The banking sector does not like adult content. Purely from a business perspective, the adult industry often operates in a legally gray area, and buyers (or their spouses) have a higher-than-average tendency to do charge-backs on purchases.

Simply put: if you’re a bank, porn is a liability for the bottom line.

So in swoops The National Center on Sexual Exploitation (NCOSE), a non-profit organization that says they have put a lot of thought into this thorny issue. Under the guise of protecting children against sexual exploitation, the organization lobbied MasterCard et al. aggressively to tighten their rules on adult content. This organization provided the payment processor a convenient cover for refusing to deal with adult content: it’s to protect the children, you see.

What you have to know about the NCOSE is that they’re not a neutral organization. They believe that pornography is a social ill and their end goal is to remove it from the Internet entirely. That’s not hyperbole, you can get that right from the About section on their website:

We are a nonprofit organization with a focus on […] the public health harms of pornography […] as well as the intersection of these issues with technology.

After the news dropped that OnlyFans would get rid of adult content, Laila Mickelwait, founder of the #TraffickingHub movement, made it clear that Twitter would be next:

From this statement, we can see a pattern emerging. First, they go after Instagram, then they hound PornHub, now OnlyFans, and perhaps Twitter next.
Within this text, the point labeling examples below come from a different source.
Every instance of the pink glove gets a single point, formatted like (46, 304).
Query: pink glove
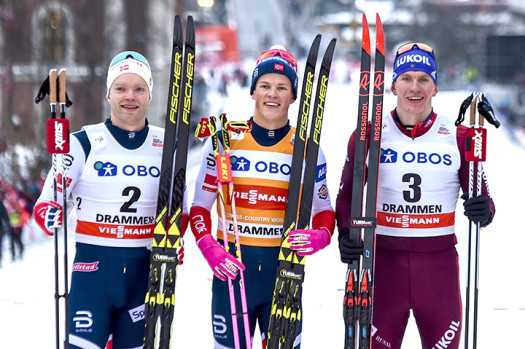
(180, 252)
(48, 215)
(223, 264)
(308, 241)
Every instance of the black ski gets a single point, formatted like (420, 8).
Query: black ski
(358, 299)
(160, 296)
(286, 305)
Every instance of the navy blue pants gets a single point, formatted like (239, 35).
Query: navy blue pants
(261, 265)
(108, 288)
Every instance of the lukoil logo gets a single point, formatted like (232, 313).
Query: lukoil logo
(391, 156)
(240, 163)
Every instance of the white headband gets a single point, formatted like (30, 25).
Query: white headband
(131, 62)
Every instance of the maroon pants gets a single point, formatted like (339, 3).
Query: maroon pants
(426, 283)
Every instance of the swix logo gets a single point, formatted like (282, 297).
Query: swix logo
(390, 156)
(290, 275)
(478, 144)
(448, 337)
(240, 163)
(85, 267)
(224, 168)
(59, 136)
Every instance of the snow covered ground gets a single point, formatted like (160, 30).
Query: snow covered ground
(27, 287)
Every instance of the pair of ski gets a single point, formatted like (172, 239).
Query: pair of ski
(475, 154)
(58, 146)
(285, 317)
(358, 297)
(208, 127)
(160, 296)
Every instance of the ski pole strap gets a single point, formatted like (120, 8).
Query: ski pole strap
(485, 109)
(463, 109)
(45, 89)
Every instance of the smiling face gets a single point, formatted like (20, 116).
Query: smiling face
(129, 100)
(273, 95)
(414, 91)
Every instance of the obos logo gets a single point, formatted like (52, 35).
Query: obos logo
(105, 169)
(388, 156)
(108, 169)
(321, 173)
(240, 163)
(391, 156)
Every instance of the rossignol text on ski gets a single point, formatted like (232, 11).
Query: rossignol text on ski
(358, 298)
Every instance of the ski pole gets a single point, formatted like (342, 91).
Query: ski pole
(237, 127)
(475, 154)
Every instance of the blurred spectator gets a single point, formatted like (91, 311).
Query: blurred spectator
(18, 217)
(5, 225)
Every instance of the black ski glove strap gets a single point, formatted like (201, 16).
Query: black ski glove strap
(350, 250)
(477, 209)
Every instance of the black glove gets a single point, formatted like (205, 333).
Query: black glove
(350, 250)
(477, 209)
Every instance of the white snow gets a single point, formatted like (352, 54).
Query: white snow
(27, 287)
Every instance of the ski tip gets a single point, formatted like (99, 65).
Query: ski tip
(177, 32)
(327, 58)
(380, 37)
(366, 36)
(190, 32)
(314, 49)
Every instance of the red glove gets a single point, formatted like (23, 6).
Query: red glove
(48, 216)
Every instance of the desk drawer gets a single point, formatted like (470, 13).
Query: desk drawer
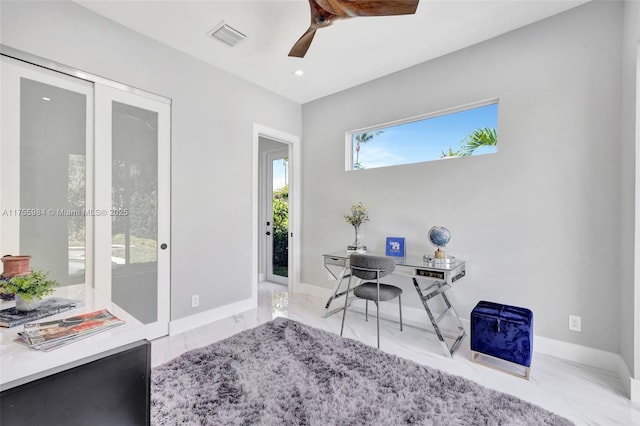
(331, 260)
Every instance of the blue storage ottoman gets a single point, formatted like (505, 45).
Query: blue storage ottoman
(503, 332)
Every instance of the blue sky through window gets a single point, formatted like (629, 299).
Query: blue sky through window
(426, 139)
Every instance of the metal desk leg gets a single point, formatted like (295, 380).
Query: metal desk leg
(439, 289)
(336, 291)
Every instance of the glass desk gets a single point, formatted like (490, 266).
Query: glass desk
(430, 280)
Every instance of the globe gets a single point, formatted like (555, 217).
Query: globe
(439, 236)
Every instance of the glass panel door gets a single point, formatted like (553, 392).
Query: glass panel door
(46, 135)
(133, 187)
(278, 216)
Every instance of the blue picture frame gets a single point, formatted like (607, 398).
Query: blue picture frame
(395, 247)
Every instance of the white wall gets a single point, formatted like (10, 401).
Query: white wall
(537, 222)
(212, 129)
(629, 235)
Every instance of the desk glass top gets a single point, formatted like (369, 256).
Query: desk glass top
(408, 261)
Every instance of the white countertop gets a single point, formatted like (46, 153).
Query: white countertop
(20, 364)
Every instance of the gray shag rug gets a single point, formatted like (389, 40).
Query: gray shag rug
(287, 373)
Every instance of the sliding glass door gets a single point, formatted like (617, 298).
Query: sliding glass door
(89, 209)
(47, 132)
(132, 184)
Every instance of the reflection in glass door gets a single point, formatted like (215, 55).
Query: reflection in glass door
(134, 215)
(134, 238)
(89, 207)
(46, 133)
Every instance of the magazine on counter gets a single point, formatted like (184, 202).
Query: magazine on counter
(10, 317)
(53, 334)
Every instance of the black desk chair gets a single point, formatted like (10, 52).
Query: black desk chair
(369, 267)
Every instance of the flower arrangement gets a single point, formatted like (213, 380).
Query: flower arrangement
(358, 215)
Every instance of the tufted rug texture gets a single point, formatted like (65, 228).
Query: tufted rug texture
(287, 373)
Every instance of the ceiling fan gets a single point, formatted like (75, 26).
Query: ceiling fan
(325, 12)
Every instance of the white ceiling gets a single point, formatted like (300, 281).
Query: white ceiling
(346, 54)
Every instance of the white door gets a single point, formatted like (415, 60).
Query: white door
(90, 210)
(277, 216)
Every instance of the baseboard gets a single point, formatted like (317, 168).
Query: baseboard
(202, 318)
(568, 351)
(631, 385)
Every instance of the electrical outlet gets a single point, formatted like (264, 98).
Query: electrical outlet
(575, 323)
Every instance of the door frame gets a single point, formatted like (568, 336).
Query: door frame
(267, 213)
(293, 143)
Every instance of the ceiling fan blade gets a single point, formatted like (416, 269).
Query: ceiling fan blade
(372, 7)
(302, 45)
Sex workers also point out that the goals of organizations like the NCOSE don’t make a lot of sense if you apply them to a different context:

Bringing it back to Geralt

It turns out that the NCOSE does not like adult games either.

When Valve announced in 2018 that some games would be pulled from Steam if they didn’t remove so-called pornographic content, they quickly changed their minds after an online firestorm. The NCOSE responded by calling them cowards in a statement on their website:

“In our current #MeToo culture, Steam made a cowardly choice to shirk its corporate and social responsibility to remove sexually violent and exploitive videogames from its platform,” said Dawn Hawkins, Executive Director of the National Center on Sexual Exploitation.

The affected games?

Even in January 2020, they were still on HuniePop’s case, calling the game “candy crush with porn” and summarizing its gameplay as:

Once you beat a level, the player gets the ultimate reward: sex with the woman.

Now I don’t want to alarm anyone, but HuniePop is incredibly mild when it comes to sexual content in games. All of the sexual content is between consenting adults, there is no sexual violence of any kind in the game and it warns players beforehand that the game is intended for a mature audience.

What this tells us about the NCOSE is that there doesn’t seem to be a middle-ground with them: they want to get rid of your anime waifus on Steam just as much as they want to get rid of adult-on-adult action.